Por ejemplo, recordé también cómo me dijo que se encontraba en una silla de ruedas y que no sabía si tenía rotas las dos piernas y cómo le pedí que moviera los dedos de los pies, a pesar del dolor, para poder averiguar cómo se hallaba.

Por ejemplo, recordé como, en Es.Radio, nadie me sugirió que fuera a verla porque el programa tenía que salir cada noche y durante unos días eternos la única comunicación que pude tener con mi hija que no podía moverse fue la telefónica.

Por ejemplo, recordé como, apenas salir de semanas yendo en silla de ruedas, la universidad de mi hija me ofreció enseñar en la Facultad de teología porque habían visto mi Nuevo Testamento interlineal griego español. Yo deseaba más que nada estar al lado de mi hija y la oferta era tentadora, pero rechacé el ofrecimiento por no dejar a la gente de Es. Radio en una situación delicada.

Por ejemplo, recordé cómo, sacando el tiempo de cualquier lado, durante estos cuatro años leí los ensayos de Lara y no pocos de sus libros de lectura obligatoria para poder asesorarla.

Por ejemplo, recordé las llamadas a las cuatro, o las tres, o las dos de la mañana que Lara me hacía para que le aclarara episodios de la Historia de la Grecia clásica, aspectos de la conjugación árabe o recovecos del latín. Fueron llamadas maravillosas porque, aunque interrumpían el poco tiempo que tenía para descansar, me permitían charlar con ella unos minutos y ver cómo se iba desarrollando su conocimiento.

Por ejemplo, recordé la alegría que sentí cuando Lara me dijo que le habían concedido una beca para estudiar el Holocausto en Polonia durante el invierno pasado.

Por ejemplo, recordé cómo, poco a poco, Lara fue encontrando que su mayor interés estaba en Extremo Oriente y como, durante varios veranos, viajó a India trabajando incluso en una legación diplomática.

Por ejemplo, recordé cómo, hace unos meses, para poder marcharse a China, Lara comenzó a estudiar de manera acelerada el mandarín hasta cubrir un curso universitario en sólo dos meses.

Por ejemplo, recordé esas y docenas de cosas más de estos cuatro años.

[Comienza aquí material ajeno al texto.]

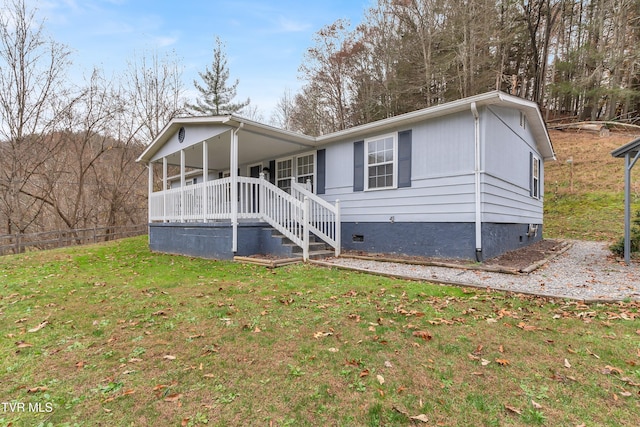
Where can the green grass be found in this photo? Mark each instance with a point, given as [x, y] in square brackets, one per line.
[123, 336]
[586, 216]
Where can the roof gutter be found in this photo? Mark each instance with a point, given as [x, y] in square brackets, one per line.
[477, 171]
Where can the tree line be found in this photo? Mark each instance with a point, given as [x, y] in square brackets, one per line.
[575, 58]
[67, 152]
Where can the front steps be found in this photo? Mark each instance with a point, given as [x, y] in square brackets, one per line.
[317, 248]
[283, 251]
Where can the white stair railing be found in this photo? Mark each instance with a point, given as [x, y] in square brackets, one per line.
[324, 218]
[294, 215]
[285, 213]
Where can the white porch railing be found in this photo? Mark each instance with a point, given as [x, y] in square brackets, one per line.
[294, 215]
[323, 218]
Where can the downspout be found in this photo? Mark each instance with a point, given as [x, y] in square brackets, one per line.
[478, 199]
[234, 188]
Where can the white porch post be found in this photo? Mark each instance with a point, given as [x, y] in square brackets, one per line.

Y entonces, apenas concluida la graduación, mi hija se acercó con la orla de honor que llevaba sobre la toga. Me comentó que existía una tradición que llevaba a los estudiantes a regalar esa orla a la persona que más los había estimulado, que más los había ayudado, que más los había inspirado en el curso de sus estudios. Acto seguido, me dijo que esa orla sólo podía ser para mi. Y yo me dije entonces que, a pesar de tantos costes y sacrificios y dificultades desde hacía más de dos décadas, todo, absolutamente todo, había merecido la pena.